Apple sagt, Chinas uigurische Muslime seien das Ziel der jüngsten iPhone-Hacking-Kampagne gewesen

Kategorie: Rechnen Gesendet 06.09 Ein Apple-Store in Shanghai. Foto: Richard Schneider CC BY NC 2.0 Ein Apple-Store in Shanghai. Foto: Richard Schneider CC BY NC 2.0





Nach einem der schlimmsten Angriffe aller Zeiten auf die Sicherheit von iPhone und iPad hat Apple eine seltene aussage am Freitag widerlegen Behauptungen über den Angriff von Google in einem Blog-Beitrag letzte Woche.

Der Google-Beitrag besagte, dass gehackte Websites verwendet wurden, um Personen, die sie besuchten, wahllos anzugreifen, und zwar durch zahlreiche kritische Schwachstellen in iOS, dem Betriebssystem, das iPhones und iPads antreibt. Laut Google wurden diese Exploits verwendet, um bis zu Tausende von Opfern pro Woche anzugreifen. Laut der neuen Erklärung von Apple wurden in Googles Bericht jedoch wichtige Details ausgelassen oder falsch dargestellt.

Angriffsziele: Die neue Erklärung von Apple bestätigt, dass die Hacking-Kampagne auf Uiguren abzielte, eine muslimische Minderheit in China, von denen viele in Xinjiang, einer nordwestlichen Provinz, leben etwa eine Million Menschen werden in Internierungslagern festgehalten.
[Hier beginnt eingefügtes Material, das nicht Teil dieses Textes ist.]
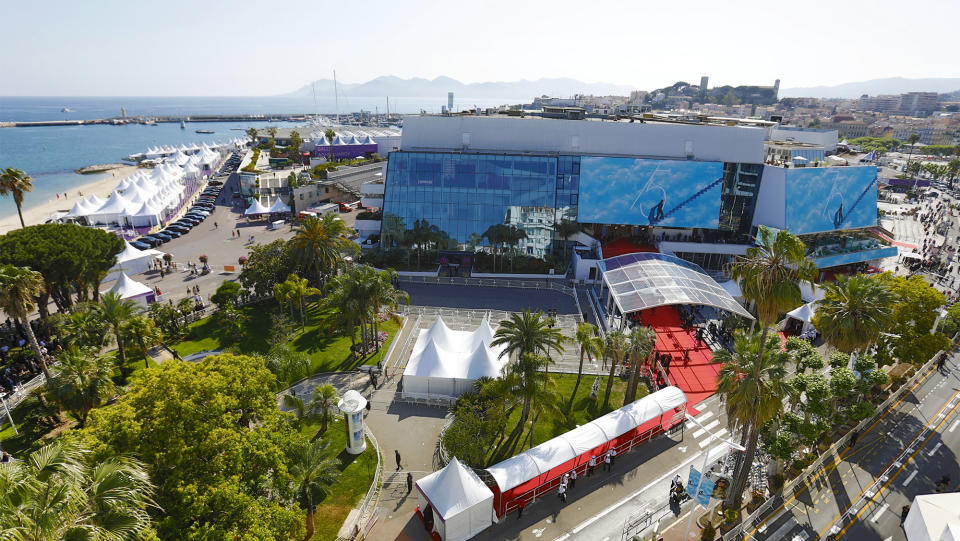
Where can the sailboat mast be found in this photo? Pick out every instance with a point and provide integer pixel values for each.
(336, 97)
Ein Bericht vom letzten Monat detailliert, wie chinesische Beamte Spyware-Apps auf die Telefone der Uiguren installiert haben, eine von vielen Überwachungstechniken, die die Regierung gegen Uiguren, Tibeter und andere Dissidenten eingesetzt hat.



Angriffsmaßstab: Apple bestreitet einige wichtige Fakten in Googles Bericht, der besagt, dass potenziell Tausende von iPhone-Nutzern jede Woche in einer zweijährigen Hacking-Kampagne getroffen worden sein könnten.

Erstens war der ausgeklügelte Angriff eng fokussiert und nicht wie beschrieben ein breit angelegter Exploit von iPhones „en masse“. Der Angriff betraf weniger als ein Dutzend Websites, die sich auf Inhalte mit Bezug zur uigurischen Gemeinschaft konzentrieren, schrieb Apple. Googles Beitrag, der sechs Monate nach der Veröffentlichung von iOS-Patches veröffentlicht wurde, erweckt den falschen Eindruck einer „Massenausbeutung“, um „die privaten Aktivitäten ganzer Bevölkerungen in Echtzeit zu überwachen“, und schürt bei allen iPhone-Nutzern die Angst, dass ihre Geräte kompromittiert wurden. Das war nie der Fall.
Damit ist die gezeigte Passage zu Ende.